L’Uruguay a coopéré à plusieurs projets et programmes bilatéraux, sous-régionaux, régionaux et internationaux. Parmi ceux-ci, on citera : le projet Patrimoine vivant (2012), encouragé par le bureau multipays de l’UNESCO à Montevideo ; « La route des esclaves : résistance, liberté, patrimoine », projet organisé par l’UNESCO (depuis 2009) ; « L’univers culturel des afro-descendants en Amérique latine », projet du CRESPIAL (depuis 2010) ; et « La sauvegarde du patrimoine culturel immatériel de la nation guaraní », projet dirigé par le CRESPIAL avec la participation de l’Argentine, du Brésil, du Paraguay et de l’Uruguay. Le pays a également participé à « L’itinéraire culturel des missions jésuites Guaraní, Moxo et Chiquito dans la zone du MERCOSUR », une initiative de la Commission du patrimoine culturel du MERCOSUR. L’Uruguay bénéficie en outre d’accords de coopération bilatérale avec le Brésil, l’Espagne et l’Argentine.

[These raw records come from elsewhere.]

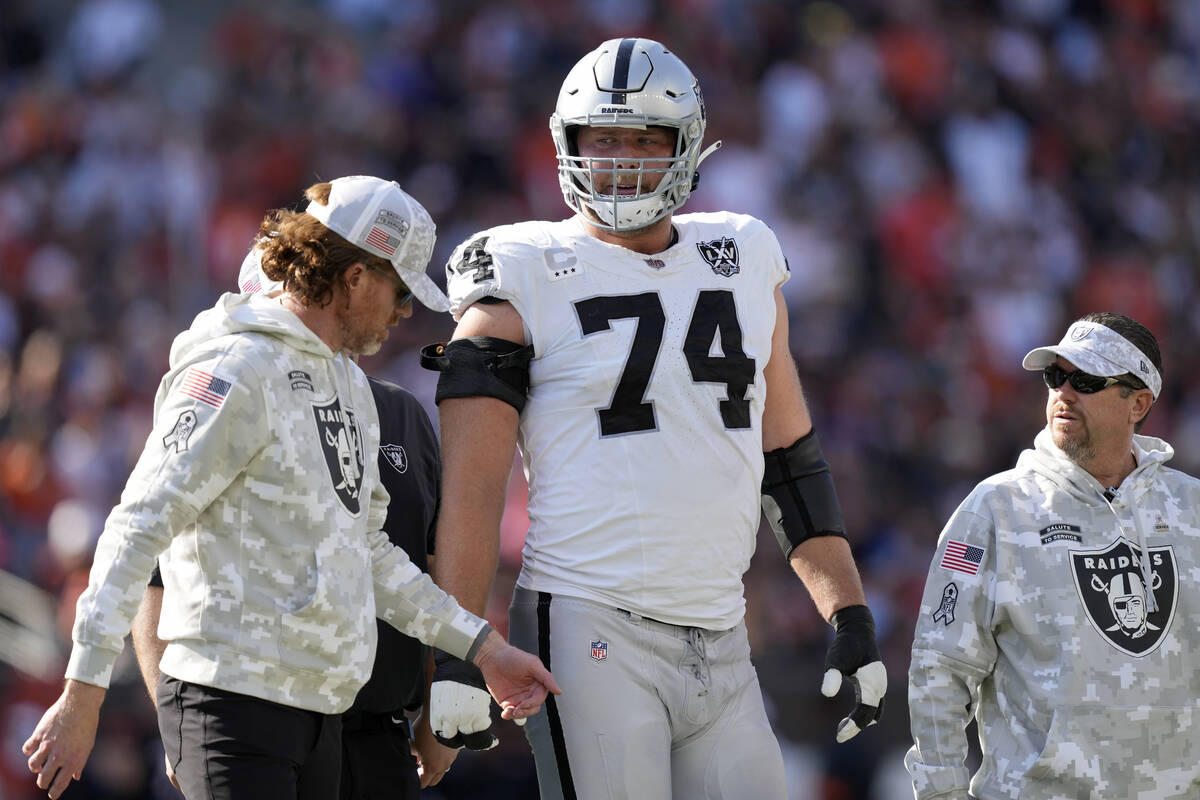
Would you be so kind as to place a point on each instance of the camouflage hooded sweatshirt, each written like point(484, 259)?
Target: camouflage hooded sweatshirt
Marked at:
point(1079, 659)
point(255, 491)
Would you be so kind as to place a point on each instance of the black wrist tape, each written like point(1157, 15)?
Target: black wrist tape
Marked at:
point(798, 495)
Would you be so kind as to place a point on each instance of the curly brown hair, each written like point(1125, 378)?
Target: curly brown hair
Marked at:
point(306, 256)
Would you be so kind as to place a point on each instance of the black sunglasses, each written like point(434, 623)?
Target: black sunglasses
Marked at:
point(1084, 383)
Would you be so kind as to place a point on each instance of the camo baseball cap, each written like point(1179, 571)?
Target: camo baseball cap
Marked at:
point(383, 220)
point(1099, 350)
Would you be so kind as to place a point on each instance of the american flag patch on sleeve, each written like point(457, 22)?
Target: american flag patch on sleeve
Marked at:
point(961, 557)
point(205, 388)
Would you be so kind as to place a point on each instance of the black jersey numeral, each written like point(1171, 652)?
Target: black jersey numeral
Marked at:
point(628, 413)
point(715, 316)
point(715, 313)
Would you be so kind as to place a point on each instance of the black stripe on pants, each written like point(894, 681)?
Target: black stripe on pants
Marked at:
point(556, 723)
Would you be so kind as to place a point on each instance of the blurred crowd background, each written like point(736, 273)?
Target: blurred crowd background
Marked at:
point(953, 182)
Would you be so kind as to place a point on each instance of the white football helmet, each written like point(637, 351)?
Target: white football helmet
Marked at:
point(629, 83)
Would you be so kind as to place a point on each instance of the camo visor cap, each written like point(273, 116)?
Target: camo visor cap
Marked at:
point(1099, 350)
point(382, 218)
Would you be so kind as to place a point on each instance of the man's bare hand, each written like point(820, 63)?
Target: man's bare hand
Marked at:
point(64, 737)
point(516, 679)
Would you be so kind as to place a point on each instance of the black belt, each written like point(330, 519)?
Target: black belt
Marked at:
point(369, 722)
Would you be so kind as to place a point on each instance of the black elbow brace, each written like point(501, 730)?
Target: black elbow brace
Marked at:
point(480, 366)
point(798, 495)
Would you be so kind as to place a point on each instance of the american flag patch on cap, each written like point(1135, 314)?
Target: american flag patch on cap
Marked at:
point(961, 557)
point(205, 388)
point(379, 239)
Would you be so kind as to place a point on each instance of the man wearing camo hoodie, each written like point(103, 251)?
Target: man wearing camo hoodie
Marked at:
point(259, 494)
point(1062, 609)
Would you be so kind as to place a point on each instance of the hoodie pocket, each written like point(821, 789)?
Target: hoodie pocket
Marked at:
point(329, 633)
point(1099, 753)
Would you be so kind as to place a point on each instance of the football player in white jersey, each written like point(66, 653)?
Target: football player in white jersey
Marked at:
point(640, 360)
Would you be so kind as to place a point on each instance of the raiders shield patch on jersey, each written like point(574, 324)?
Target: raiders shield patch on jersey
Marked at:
point(343, 457)
point(396, 457)
point(721, 254)
point(1116, 596)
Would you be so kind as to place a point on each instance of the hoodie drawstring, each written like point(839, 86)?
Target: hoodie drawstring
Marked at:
point(1144, 552)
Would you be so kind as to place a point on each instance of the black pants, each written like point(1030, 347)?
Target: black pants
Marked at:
point(377, 758)
point(229, 746)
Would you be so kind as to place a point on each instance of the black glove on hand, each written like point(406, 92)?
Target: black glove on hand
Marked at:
point(855, 655)
point(460, 705)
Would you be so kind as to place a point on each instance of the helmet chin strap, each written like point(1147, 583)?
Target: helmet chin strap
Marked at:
point(624, 215)
point(708, 151)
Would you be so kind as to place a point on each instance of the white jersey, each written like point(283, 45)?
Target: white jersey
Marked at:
point(642, 434)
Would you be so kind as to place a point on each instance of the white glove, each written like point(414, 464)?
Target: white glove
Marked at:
point(460, 713)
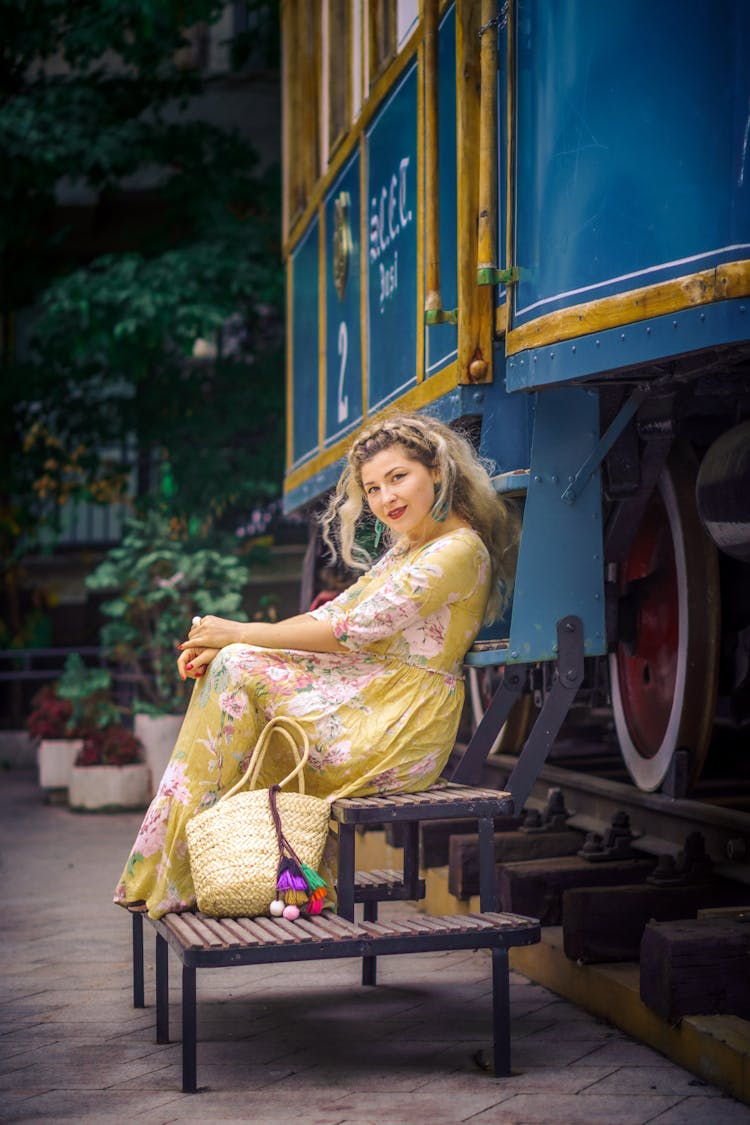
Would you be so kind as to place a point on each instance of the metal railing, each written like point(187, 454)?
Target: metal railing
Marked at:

L’Uruguay a deux éléments inscrits sur la Liste représentative : le Candombe et son espace socioculturel : une pratique communautaire (2009) et le Tango (2009, inscription multinationale avec l’Argentine). Depuis leur inscription, des efforts ont été entrepris pour promouvoir et renforcer ces deux éléments. Dans certains cas, les efforts sont identiques : adopter une législation qui consacre une Journée nationale à l’élément, créer des organes spécifiques au sein des institutions gouvernementales (le Groupe consultatif du Candombe au sein du MEC, qui coordonne les différents organes nationaux, et la Commission interministérielle de soutien au Tango, à laquelle participent les Ministères des Affaires Étrangères, de l’Éducation et de la Culture, et du Tourisme et des Sports) ; produire et diffuser des CD, DVD et films documentaires sur les éléments, et consacrer des Prix nationaux de la musique du MEC aux praticiens du Candombe et à ceux du Tango.
La préparation du présent rapport sur le Tango a été rendue possible grâce à la participation d’individus, de groupes et/ou d’associations et de fondations, réunis dans le cadre d’ateliers, de réunions et d’entretiens. En ce qui concerne le Candombe, le Groupe consultatif du Candombe et différents acteurs au sein du MEC constituent un comité permanent qui se réunit toutes les semaines et ont pu ainsi collaborer à la préparation de ce rapport.